В другой раз он выбирал что-нибудь более невинное или романтическое. Ему мы обязаны нашим первым знакомством с сочным юмором великого Марка Твена. Или он блестяще преподносил одну из жемчужин великой немецкой традиции — достойную любви новеллу Мёрике о Моцарте{67}, трогательную историю Грильпарцера{68} о бедном музыканте или обольстительно-темную, магически-завораживающую сказку Гёте{69}.

Несомненно, прекрасные вечерние часы в отцовском кабинете стали не только толчком для нашей фантазии, но и для нашего любопытства. Однажды вкусив чары и утешения большой литературы, хочешь овладевать все большим — другие смешные истории и мудрые притчи, многозначительные сказки и удивительные приключения. И так начинаешь читать для себя.

У нас никогда не было случая путешествовать, кроме как между Мюнхеном и Бад-Тельцем. В тринадцатилетнем возрасте я еще не видел моря и не знал ни одного большого города, за исключением того, в котором мы жили. И вот книги стали тем волшебным экипажем, который уносил меня далеко, в невиданные дали. Город Багдад и Исфахан раскрывали свои сладостные и опасные тайны, напоенные ароматом мускуса, крови и роз, дурманящее волшебство восточных дворцов и базаров было еще неотразимее, чем продуваемая ветрами ширь американских прерий, с которыми мы познакомились в куперовских историях о Кожаном Чулке.

Как многообразен и безграничен ландшафт фантазии! Мы путешествовали с Гулливером к великанам и лилипутам, с Жюлем Верном к центру Земли и на Луну. Маугли, грациозно-дерзкое человеческое дитя среди волков, змей и обезьян, скрывал меня в убежищах и местах охоты индийских джунглей; с Робинзоном Крузо на необитаемом острове я наводил такой уют, какого только пожелаешь. Соленой свежестью овевал воздух в северной стране сказок Сельмы Лагерлёф; с каким удовольствием дал бы я мощным взмахам крыльев ее гусей унести себя к фьордам и скалам!

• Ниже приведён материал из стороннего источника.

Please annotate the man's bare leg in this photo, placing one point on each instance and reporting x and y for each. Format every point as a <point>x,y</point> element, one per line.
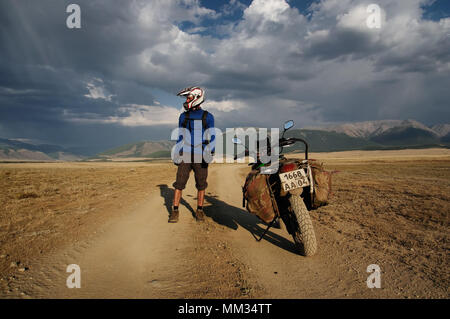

Часто мне кажется, что только тогда, тринадцати-четырнадцатилетним, я и умел читать по-настоящему. Каким разборчивым и нетерпимым стал я с тех пор! Ныне мне надо преодолеть мощные барьеры, прежде чем приняться за толстенное чтиво; в те же далекие дни наидлиннейшие драмы и эпос были для меня недостаточно объемисты. Стоило однажды пробудиться моему интересу к определенному автору, как я жадно глотал все собрание его сочинений: двенадцать томов Шиллера, четырнадцать томов Хеббеля!{70} Чем больше написали господа, тем выше они оценивались мною…

Собственные мои незрелые попытки были, естественно, лишь слабым и сбивчивым эхом многообразных настроений и мыслей, которые я впитывал в себя с таким ненасытным голодом. Мое продуктивное усердие чуть отставало от моего восприимчивого энтузиазма. Не знаю, сколько школьных тетрадей заполнил я своими драматическими набросками, лирическими излияниями и фантазиями в прозе, но боюсь, что число «томов», которые я изготовил в четырнадцать или пятнадцать лет, должно достигать сотни. Я писал любовные истории и истории с убийствами и исторические трагедии. Я писал о вещах, совершенно чуждых моему опыту, в которых я ничего не понимал и не мог понимать. Я писал без цели и плана, только чтобы писать. Никто не читал этой ерунды, кроме Голо, который знал почти все наизусть. Иногда я заставлял его, используя сильнейшие психологические и физические средства давления, отнести стопку моих неразборчиво исписанных записных книжек в редакцию литературного журнала или редактору какого-то издательства. Он прилагал все усилия убедить подозрительного портье, что эти детские с виду рукописи являются произведениями его вдохновенной мачехи, знаменитой поэтессы Наташи Хубер. Но стражи с отеческой усмешкой или сочной бранью давали ему поворот от ворот славы. Мы с Голо были до глубины души поражены низостью и невежеством наших современников.